Chez Tsu­gi, on aime bien ce qui sort des cadres. La musique venue d’ailleurs, le contre-pied. Alors for­cé­ment, au milieu de toute cette scène rap de jeunes hommes sen­si­bles chan­ton­nant leur spleen et leur weed sur des instrus trap, Vik­tor & The Haters fait tache. Le genre de trace de gazole, de bière, de sueur et de cen­dres, qui part pas au lavage. Les réflex­ions d’un plus si jeune mec car­ré­ment remon­té, addict à tout, rappeur et pas chanteur, qui ne passera jamais, ô grand jamais, dans les soirées de gens bien rangés.

Mais alors, qui est ce gars qui par­le d’acid, de cul et de rap, jouant intel­ligem­ment dans ses textes avec la révolte, le chaos, le nihilisme, les codes de la mas­culin­ité (en résumé, on peut être trash et par­ler de lev­rette sans être macho, oui oui), sachant que tout ça fleure quand même pas mal le mau­vais goût et la 8.6 ? Qui porte tou­jours en lui “la rage de [ses] vingt ans sans le bal­ai dans le cul” ? Qui n’est “jamais là où on [l’]attend – du coup on [l’]attend plus” ? Côté rap, Vik­tor, à qui sou­vent était accolé le pseu­do de (mau­vais) graf­feur du 18ème arrondisse­ment Coup?K, ancien leader du groupe Kalash aujour­d’hui échap­pé en solo. Et côté prod, The Haters, entre punk et élec­tron­ique, avec au cast­ing Cyrille Sudraud du groupe parisien de rock Hush­Pup­pies et Maître Madj, ancien d’As­sas­sin. La légende racon­te qu’ils se sont trou­vés en dis­cu­tant de Bukows­ki et Despentes, ça ne s’in­vente pas.
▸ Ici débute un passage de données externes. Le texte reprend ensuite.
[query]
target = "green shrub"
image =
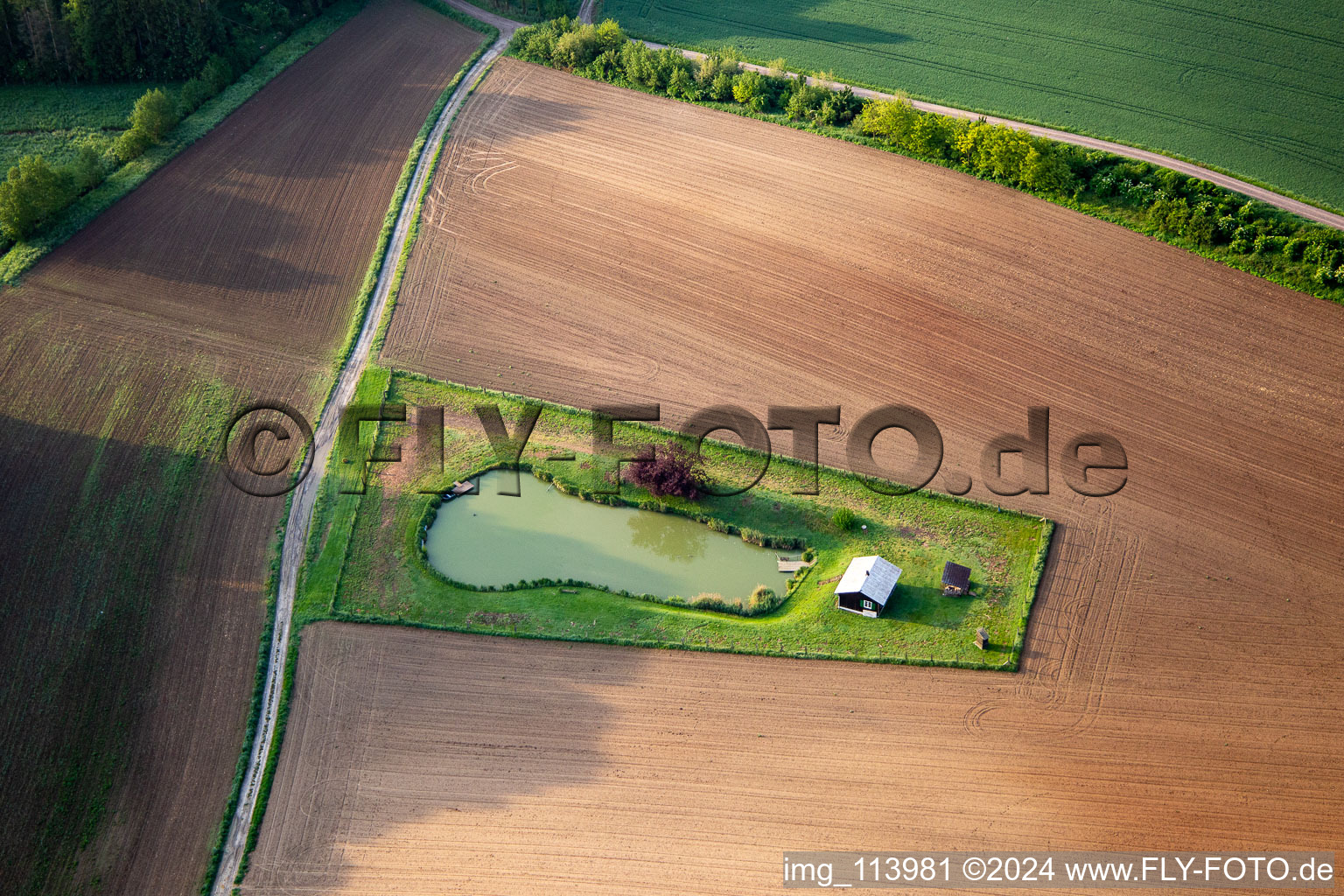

Ce ven­dre­di 29 novem­bre, ils accouchent, enfin crachent, un pre­mier album, Black Out (I), à écouter en exclu­siv­ité sur tsugi.fr. Et pour ce faire, les trois ont été notam­ment rejoints en stu­dio par les gui­taristes Eti­enne Nico­las de Cheveu et Yan Péchin, croisé chez Miossec, Bashung ou Brigitte Fontaine, l’in­flu­ence des deux derniers se retrou­vant pas mal dans l’al­bum, entre autres sur le plus spoken-word “Black­out”. Un disque dense, dans l’ego-trip de loos­er sur “Trash­er l’époque”, anti-rap de stade sur “Ici ça brûle !”, frôlant l’au­tode­struc­tion sur “J’dois être gueudin”, en grosse descente et mau­vais vin sur “Sous le même jour”. Du rap-punk chargé en dis­to qui se fêtera le 12 décem­bre au Nou­veau Casi­no à Paris avec en guest Gérard Baste des Svinkels et Princesse Näpalm pour une soirée de poètes (ou pas). Les Haters gonna hate, et c’est exacte­ment ce qu’on leur demande de faire.